The USC701 has four memories CH1, CH2, P1 and P2 (M0 to M3) that contain input measurements, these measurements are floating point numbers.

The output devices O1 (mA, V, PWM, Frequency), RLY1 and RLY2 can be controlled from M0 to M9 (memory's).

The values in M0 to M9 must be floating point numbers to control the output devices correctly.

There are two problems that occur when using floating-point maths in custom applications:

• Floating point arithmetic requires more cycles of the CPU and therefore takes more time to complete. Each floating-point addition / subtraction takes about 2mS while each floating-point multiplication / division takes about 5mS.
• Testing for a particular value can be risky as simply starting at 0 and adding 1 progressively will not result in exactly whole numbers in every case, some will be ever so slightly lower than the whole number while others will be ever so slightly higher than the whole number.

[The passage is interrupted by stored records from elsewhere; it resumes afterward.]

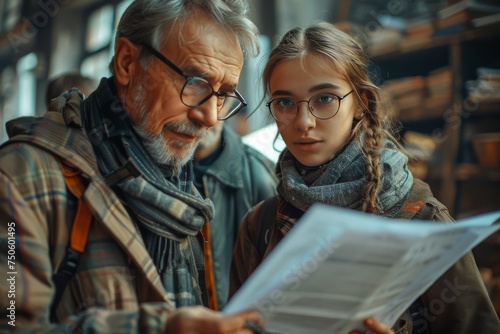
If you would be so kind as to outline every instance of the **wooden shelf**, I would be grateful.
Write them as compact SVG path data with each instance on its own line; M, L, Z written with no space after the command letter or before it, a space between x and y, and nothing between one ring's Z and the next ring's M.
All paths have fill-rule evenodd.
M388 48L385 53L379 48L382 54L372 55L383 79L429 76L436 69L450 67L452 81L448 103L432 108L422 103L400 109L396 117L412 131L429 133L429 126L441 130L441 161L429 167L427 180L435 184L434 193L454 216L471 207L486 209L487 204L478 205L473 201L475 195L471 197L468 192L487 193L497 189L500 182L500 168L469 163L471 157L467 156L470 138L479 130L477 121L482 118L494 127L493 123L498 122L500 116L500 101L464 100L465 82L477 78L477 68L492 66L489 64L495 61L494 54L500 51L499 42L500 23L428 40L406 40L399 48Z
M491 24L485 27L476 28L473 30L465 30L458 33L439 35L430 37L427 40L411 38L403 39L399 47L389 48L386 53L370 54L371 57L377 60L386 60L393 57L400 57L404 54L413 52L425 52L430 49L446 47L450 44L459 44L468 41L498 39L500 31L500 23Z
M415 107L403 109L399 111L397 118L403 123L440 119L443 117L446 110L450 108L450 104L451 103L440 104L432 108Z
M464 106L471 116L500 115L500 101L464 101Z
M458 181L500 181L500 167L483 167L477 164L458 164L456 170Z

The equation editor has commands to branch on the condition of P1 and P2 making it possible to implement different processing based on the condition of the input. By setting the equation update time to a known value this same technique can be used for counting and period measurement functions with resolution and speed limitations.

When using the user equation at the maximum update speed of 5mS care must be taken to ensure the equation can be processed within that time. Obviously floating-point division and multiplication are out of the question while one or two floating-point addition and subtractions are possible.
Another problem that can occur at fast update times is excessive use of the send memory command. The send memory command is not required for USC701 output components to use the values in memory. If M4 was connected to the milliamp output and the equation contained no send M4 commands the milliamp output will still be updated each time the equation is run.

If using a field bus card or logging results with the COA703 the values in M4 to M9 do require the send memory to occur. For applications running at up date times faster than 40mS then extra branching should be added to send values say once every eighth time or 40mS as shown in the following example.

The "Integer Maths Branching Demonstration" features:

• Integer maths is used to calculate values for use in the equation at power up. This technique can be used to free up the equation constants for use in the user interface.
• Integer variables are directly controlling program branching. Three logical decisions are available after the variable is read into the stack, "=Int0", ">Int0" and "<Int0".
• Integer counter variables are used to generate the output values due to their very fast calculating time.